On 11 September 1915, the maternity hospital was completed, and formally opened at a ceremony officiated by Alfred Bryant, Resident Councillor, and named the King Edward VII Memorial Hospital. In October, on a petition of the Municipal Commissioners, the Supreme Court formerly confirmed their appointment as trustees. An advisory committee was then established to manage it consisting of two government nominees (the First Magistrate and the Collector of Land Revenue), two municipal nominees (the President and the Health Officer), and three other members chosen by them. Expenses of maintaining the hospital were shared between the Municipality and the Government.

When the hospital opened, it had around 50 beds, no resident doctors or midwives, but medical practitioners agreed to work free of charge attending to the poorer patients. Wealthy patients brought their own doctors and paid for beds in the first class section. The first matron was a Miss Macdonald, and later, Dr. George W. Park became the hospital's first full-time obstetrician who stayed until 1917.
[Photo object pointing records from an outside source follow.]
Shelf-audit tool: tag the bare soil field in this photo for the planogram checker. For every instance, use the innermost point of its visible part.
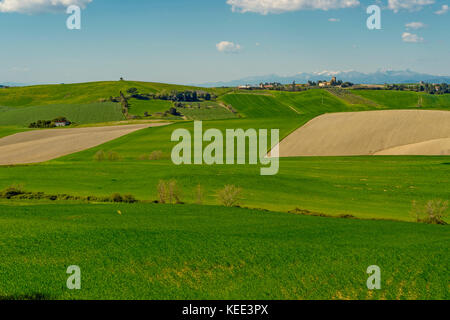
(43, 145)
(387, 132)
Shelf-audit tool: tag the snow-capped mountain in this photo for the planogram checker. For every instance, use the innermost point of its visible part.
(378, 77)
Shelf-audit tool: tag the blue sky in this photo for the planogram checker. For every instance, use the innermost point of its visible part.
(177, 41)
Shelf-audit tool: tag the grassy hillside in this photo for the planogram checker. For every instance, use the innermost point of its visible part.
(196, 252)
(258, 106)
(367, 187)
(362, 186)
(78, 113)
(9, 130)
(139, 107)
(80, 93)
(406, 100)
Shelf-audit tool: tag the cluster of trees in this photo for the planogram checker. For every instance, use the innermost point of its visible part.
(185, 96)
(49, 123)
(422, 87)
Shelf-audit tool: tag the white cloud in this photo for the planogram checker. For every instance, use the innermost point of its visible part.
(411, 5)
(280, 6)
(415, 25)
(443, 10)
(228, 47)
(35, 6)
(411, 37)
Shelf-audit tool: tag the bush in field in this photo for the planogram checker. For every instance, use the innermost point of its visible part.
(199, 195)
(11, 192)
(169, 192)
(162, 191)
(116, 197)
(100, 155)
(230, 196)
(110, 156)
(129, 198)
(113, 156)
(433, 212)
(156, 155)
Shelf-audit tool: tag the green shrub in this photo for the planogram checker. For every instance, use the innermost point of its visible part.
(199, 195)
(129, 198)
(11, 192)
(433, 212)
(116, 197)
(230, 196)
(100, 155)
(169, 192)
(156, 155)
(113, 156)
(110, 156)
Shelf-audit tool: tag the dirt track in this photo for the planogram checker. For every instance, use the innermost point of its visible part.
(43, 145)
(387, 132)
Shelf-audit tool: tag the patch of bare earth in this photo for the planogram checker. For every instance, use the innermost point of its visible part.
(387, 132)
(43, 145)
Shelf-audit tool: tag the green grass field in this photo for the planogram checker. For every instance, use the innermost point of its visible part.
(406, 100)
(81, 93)
(213, 252)
(139, 107)
(201, 252)
(207, 111)
(77, 113)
The number of patients steadily increased and in 1922, at the request of the Municipality, the Government took over the management of the hospital whilst the Municipal commissioners continued as trustees. Admissions in the early 1920s had risen to over 600 per year. For 1923, of the 4,257 births registered in Penang, 651 were from the hospital.
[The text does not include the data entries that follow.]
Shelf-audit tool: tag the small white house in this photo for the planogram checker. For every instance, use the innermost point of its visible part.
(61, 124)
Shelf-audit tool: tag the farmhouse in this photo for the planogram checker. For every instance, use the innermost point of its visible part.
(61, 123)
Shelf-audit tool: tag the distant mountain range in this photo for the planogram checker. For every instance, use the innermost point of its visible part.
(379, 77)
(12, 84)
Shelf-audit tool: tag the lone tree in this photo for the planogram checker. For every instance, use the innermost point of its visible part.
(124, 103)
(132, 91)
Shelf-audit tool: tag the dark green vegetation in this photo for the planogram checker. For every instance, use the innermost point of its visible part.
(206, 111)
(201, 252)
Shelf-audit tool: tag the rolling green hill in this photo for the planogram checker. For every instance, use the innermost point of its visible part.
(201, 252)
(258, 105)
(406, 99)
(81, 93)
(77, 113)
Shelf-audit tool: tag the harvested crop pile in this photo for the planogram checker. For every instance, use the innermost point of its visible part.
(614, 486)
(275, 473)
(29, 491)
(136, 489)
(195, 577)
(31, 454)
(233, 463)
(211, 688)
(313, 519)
It continued as the main maternity hospital in Penang until the 1950s when a new hospital was completed in Residency Road. After it closed, the building was occupied by the St. John's Ambulance and the Red Crescent Society. Later, it was used as a training centre for adult education, and occupied by various non-profit and private organisations.

Beginning in 2017, the building was used by the Penang State Museum as temporary exhibition space pending the completion of the refurbishment of its site in Farquhar Street. Expected to take three years, works were delayed due to the COVID-19 pandemic and were expected to be completed in 2024.